Impossible of course! Yet she almost went back to put the curtain aside and make sure….
Now they were entering the prison room. No place for anyone to hide here, thought Tuppence, with a sigh of relief, then chided herself indignantly. She must not give way to this foolish fancying–this curious insistent feeling that MR. BROWN WAS IN THE HOUSE…. Hark! what was that? A stealthy footstep on the stairs? There WAS some one in the house! Absurd! She was becoming hysterical.
Jane had gone straight to the picture of Marguerite. She unhooked it with a steady hand. The dust lay thick upon it, and festoons of cobwebs lay between it and the wall. Sir James handed her a pocket-knife, and she ripped away the brown paper from the back…. The advertisement page of a magazine fell out. Jane picked it up. Holding apart the frayed inner edges she extracted two thin sheets covered with writing!
No dummy this time! The real thing!
“We’ve got it,” said Tuppence. “At last….”
The moment was almost breathless in its emotion. Forgotten the faint creakings, the imagined noises of a minute ago. None of them had eyes for anything but what Jane held in her hand.
Sir James took it, and scrutinized it attentively.
“Yes,” he said quietly, “this is the ill-fated draft treaty!”
“We’ve succeeded,” said Tuppence. There was awe and an almost wondering unbelief in her voice.
Sir James echoed her words as he folded the paper carefully and put it away in his pocket-book, then he looked curiously round the dingy room.
“It was here that our young friend was confined for so long, was it not?” he said. “A truly sinister room. You notice the absence of windows, and the thickness of the close-fitting door. Whatever took place here would never be heard by the outside world.”

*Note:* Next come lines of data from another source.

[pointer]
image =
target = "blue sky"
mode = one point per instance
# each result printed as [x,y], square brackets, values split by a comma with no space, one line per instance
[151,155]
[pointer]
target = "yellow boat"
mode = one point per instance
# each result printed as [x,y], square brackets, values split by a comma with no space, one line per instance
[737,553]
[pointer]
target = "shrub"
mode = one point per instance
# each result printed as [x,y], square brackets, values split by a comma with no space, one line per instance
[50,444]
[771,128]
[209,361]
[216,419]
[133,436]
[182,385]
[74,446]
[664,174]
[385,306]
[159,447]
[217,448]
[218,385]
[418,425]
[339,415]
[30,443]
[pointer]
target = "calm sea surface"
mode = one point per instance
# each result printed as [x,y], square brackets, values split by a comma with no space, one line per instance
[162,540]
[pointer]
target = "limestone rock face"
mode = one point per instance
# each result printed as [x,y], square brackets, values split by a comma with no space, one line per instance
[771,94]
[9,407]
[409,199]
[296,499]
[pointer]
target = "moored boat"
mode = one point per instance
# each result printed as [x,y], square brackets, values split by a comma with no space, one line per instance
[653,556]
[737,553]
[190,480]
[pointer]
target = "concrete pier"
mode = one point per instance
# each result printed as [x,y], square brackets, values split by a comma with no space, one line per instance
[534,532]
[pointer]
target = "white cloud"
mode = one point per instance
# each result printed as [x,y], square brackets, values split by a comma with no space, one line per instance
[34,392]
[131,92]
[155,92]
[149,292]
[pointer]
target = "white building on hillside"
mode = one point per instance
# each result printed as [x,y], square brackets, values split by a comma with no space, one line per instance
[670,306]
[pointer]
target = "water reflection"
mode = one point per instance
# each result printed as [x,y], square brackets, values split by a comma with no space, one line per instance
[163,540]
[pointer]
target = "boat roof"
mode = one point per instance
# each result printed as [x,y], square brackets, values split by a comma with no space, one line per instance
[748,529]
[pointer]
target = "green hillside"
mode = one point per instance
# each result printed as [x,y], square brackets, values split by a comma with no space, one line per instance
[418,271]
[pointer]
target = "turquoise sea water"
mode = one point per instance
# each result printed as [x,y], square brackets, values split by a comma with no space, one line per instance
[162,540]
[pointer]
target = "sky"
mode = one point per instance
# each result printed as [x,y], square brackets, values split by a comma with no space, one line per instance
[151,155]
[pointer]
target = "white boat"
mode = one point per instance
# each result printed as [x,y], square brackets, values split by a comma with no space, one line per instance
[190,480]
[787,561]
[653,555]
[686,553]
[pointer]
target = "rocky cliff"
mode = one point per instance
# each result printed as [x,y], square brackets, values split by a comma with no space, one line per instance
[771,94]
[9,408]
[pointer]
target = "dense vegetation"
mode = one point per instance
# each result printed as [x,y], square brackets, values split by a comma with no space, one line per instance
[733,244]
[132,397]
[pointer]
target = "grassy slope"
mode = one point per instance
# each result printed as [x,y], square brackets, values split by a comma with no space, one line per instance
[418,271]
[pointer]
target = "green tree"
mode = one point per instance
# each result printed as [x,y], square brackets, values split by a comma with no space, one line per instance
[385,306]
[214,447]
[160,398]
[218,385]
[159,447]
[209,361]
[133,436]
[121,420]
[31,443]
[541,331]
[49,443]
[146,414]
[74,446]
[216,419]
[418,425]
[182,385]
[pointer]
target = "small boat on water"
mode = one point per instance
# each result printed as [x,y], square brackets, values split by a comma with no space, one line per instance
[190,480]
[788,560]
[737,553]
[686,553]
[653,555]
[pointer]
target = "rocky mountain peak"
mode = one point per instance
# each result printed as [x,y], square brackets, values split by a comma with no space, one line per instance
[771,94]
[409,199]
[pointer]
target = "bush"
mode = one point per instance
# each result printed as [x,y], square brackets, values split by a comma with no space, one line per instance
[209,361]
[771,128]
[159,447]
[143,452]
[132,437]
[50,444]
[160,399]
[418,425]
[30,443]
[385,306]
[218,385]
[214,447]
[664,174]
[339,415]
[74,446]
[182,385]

Tuppence shivered. His words woke a vague alarm in her. What if there WAS some one concealed in the house? Some one who might bar that door on them, and leave them to die like rats in a trap? Then she realized the absurdity of her thought. The house was surrounded by police who, if they failed to reappear, would not hesitate to break in and make a thorough search. She smiled at her own foolishness–then looked up with a start to find Sir James watching her. He gave her an emphatic little nod.
“Quite right, Miss Tuppence. You scent danger. So do I. So does Miss Finn.”
“Yes,” admitted Jane. “It’s absurd–but I can’t help it.”
Sir James nodded again.
“You feel–as we all feel–THE PRESENCE OF MR. BROWN. Yes”–as Tuppence made a movement–“not a doubt of it–MR. BROWN IS HERE….”
“In this house?”
“In this room…. You don’t understand? I AM MR. BROWN….”
Stupefied, unbelieving, they stared at him. The very lines of his face had changed. It was a different man who stood before them. He smiled a slow cruel smile.
“Neither of you will leave this room alive! You said just now we had succeeded. I have succeeded! The draft treaty is mine.” His smile grew wider as he looked at Tuppence. “Shall I tell you how it will be? Sooner or later the police will break in, and they will find three victims of Mr. Brown–three, not two, you understand, but fortunately the third will not be dead, only wounded, and will be able to describe the attack with a wealth of detail! The treaty? It is in the hands of Mr. Brown. So no one will think of searching the pockets of Sir James Peel Edgerton!”
He turned to Jane.
“You outwitted me. I make my acknowledgments. But you will not do it again.”
There was a faint sound behind him, but, intoxicated with success, he did not turn his head.
He slipped his hand into his pocket.
“Checkmate to the Young Adventurers,” he said, and slowly raised the big automatic.
But, even as he did so, he felt himself seized from behind in a grip of iron. The revolver was wrenched from his hand, and the voice of Julius Hersheimmer said drawlingly:
“I guess you’re caught redhanded with the goods upon you.”
The blood rushed to the K.C.’s face, but his self-control was marvellous, as he looked from one to the other of his two captors. He looked longest at Tommy.